In a report on Monday, Carat says India’s ad growth rate will also be ahead of most other markets including the US (4.7 per cent), the UK (6.2 per cent), Russia (0.2 per cent), China (5.8 per cent), Japan (1.8 per cent), and Brazil (6.8 per cent).
It needs to be mentioned that the size of India’s advertising market, vis-a-vis global majors, is small at Rs 50,000 crore. So, while a higher rate of growth is in part due to a small base, Carat notes that advertisers in India in general are spending more on brand promotions as they seek to induce top-of-mind recall in a competitive market.

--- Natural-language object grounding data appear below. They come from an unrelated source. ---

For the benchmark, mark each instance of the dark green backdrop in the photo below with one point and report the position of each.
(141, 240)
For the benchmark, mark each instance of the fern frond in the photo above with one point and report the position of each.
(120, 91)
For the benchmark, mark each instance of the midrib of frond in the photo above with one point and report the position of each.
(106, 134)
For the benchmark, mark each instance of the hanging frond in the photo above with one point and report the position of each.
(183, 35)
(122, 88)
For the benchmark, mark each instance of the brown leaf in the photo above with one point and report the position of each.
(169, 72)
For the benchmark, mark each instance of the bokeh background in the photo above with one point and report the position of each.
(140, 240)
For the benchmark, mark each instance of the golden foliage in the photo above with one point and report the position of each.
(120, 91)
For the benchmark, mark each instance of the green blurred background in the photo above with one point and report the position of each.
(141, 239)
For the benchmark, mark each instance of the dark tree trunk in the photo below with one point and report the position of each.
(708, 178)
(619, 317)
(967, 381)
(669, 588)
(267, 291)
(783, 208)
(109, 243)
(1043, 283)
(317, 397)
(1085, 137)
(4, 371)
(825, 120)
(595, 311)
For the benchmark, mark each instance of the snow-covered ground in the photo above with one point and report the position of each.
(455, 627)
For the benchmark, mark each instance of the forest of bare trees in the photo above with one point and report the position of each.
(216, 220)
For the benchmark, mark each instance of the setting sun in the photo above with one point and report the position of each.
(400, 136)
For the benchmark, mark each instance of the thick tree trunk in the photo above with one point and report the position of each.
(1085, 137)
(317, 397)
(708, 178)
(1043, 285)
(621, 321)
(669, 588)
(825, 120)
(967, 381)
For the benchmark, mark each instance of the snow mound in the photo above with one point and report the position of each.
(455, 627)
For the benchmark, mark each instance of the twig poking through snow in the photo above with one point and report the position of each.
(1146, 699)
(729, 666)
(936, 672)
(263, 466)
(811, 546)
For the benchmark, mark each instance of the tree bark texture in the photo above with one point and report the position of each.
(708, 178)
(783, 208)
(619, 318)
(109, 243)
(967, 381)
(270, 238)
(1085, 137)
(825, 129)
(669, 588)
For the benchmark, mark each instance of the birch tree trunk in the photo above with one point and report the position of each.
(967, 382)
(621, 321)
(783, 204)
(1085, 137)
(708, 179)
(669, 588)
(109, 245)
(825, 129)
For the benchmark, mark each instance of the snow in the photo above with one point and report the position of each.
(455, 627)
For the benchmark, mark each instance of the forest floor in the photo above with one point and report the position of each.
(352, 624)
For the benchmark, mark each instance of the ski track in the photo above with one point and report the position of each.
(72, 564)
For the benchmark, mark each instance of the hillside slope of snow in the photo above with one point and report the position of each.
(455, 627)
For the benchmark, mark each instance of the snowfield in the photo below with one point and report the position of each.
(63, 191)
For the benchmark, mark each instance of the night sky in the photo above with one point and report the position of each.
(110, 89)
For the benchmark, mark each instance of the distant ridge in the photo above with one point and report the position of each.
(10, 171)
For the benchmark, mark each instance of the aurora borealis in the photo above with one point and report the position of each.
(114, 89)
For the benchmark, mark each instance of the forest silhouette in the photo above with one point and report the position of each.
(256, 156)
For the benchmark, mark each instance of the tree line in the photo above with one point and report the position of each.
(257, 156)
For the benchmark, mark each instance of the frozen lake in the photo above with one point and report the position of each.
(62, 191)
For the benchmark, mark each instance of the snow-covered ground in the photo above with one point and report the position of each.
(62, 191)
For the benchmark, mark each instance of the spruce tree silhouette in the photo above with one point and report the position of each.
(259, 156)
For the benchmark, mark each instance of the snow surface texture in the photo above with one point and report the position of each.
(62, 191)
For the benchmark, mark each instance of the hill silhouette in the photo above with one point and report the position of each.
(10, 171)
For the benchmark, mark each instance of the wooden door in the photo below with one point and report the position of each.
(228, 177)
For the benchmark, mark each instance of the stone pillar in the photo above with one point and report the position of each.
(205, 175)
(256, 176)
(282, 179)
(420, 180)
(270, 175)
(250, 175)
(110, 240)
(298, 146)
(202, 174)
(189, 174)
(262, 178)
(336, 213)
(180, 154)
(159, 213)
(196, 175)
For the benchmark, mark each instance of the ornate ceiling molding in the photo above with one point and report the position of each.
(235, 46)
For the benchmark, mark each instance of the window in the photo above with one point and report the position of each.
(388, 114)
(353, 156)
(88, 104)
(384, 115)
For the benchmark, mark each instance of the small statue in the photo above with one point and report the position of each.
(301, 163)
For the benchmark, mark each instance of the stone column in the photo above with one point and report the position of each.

Also, the burgeoning e-commerce and start-up ecosystem in India has ensured that the number of advertisers in India is growing, experts tracking the market said, fuelling the country’s domestic rate of growth.
Carat expects India’s ad growth rate to gain steam next year, touching 13.9 per cent. If this is achieved, it will effectively make it the third straight year of double-digit growth rate for India from an advertising point of view. This will imply that advertisers will remain optimistic of business growth and will likely spend more on ads.
Other key categories such as auto, handsets, retail and real estate continue to see a flurry of launches, prompting high brand spends, while telecom would also see higher ad spends led by 4G, experts said.
While India’s ad market is skewed towards traditional media such as television and print, which remain dominant advertising vehicles here, digital is growing, Carat says, with online video expected to act as a key catalyst of growth. India’s growing mobile phone base (it is already the second-largest smartphone market in the world after China) is expected to fuel digital advertising, led in part by the growth in 4G services, experts said.
TV advertising, says Carat, is expected to grow at 12.3 per cent this calendar year, while print advertising is projected to grow at 10.5 per cent. The primary contributors to this growth in TV and print will include e-commerce, FMCG, auto, retail and state government spending notably around the elections this year.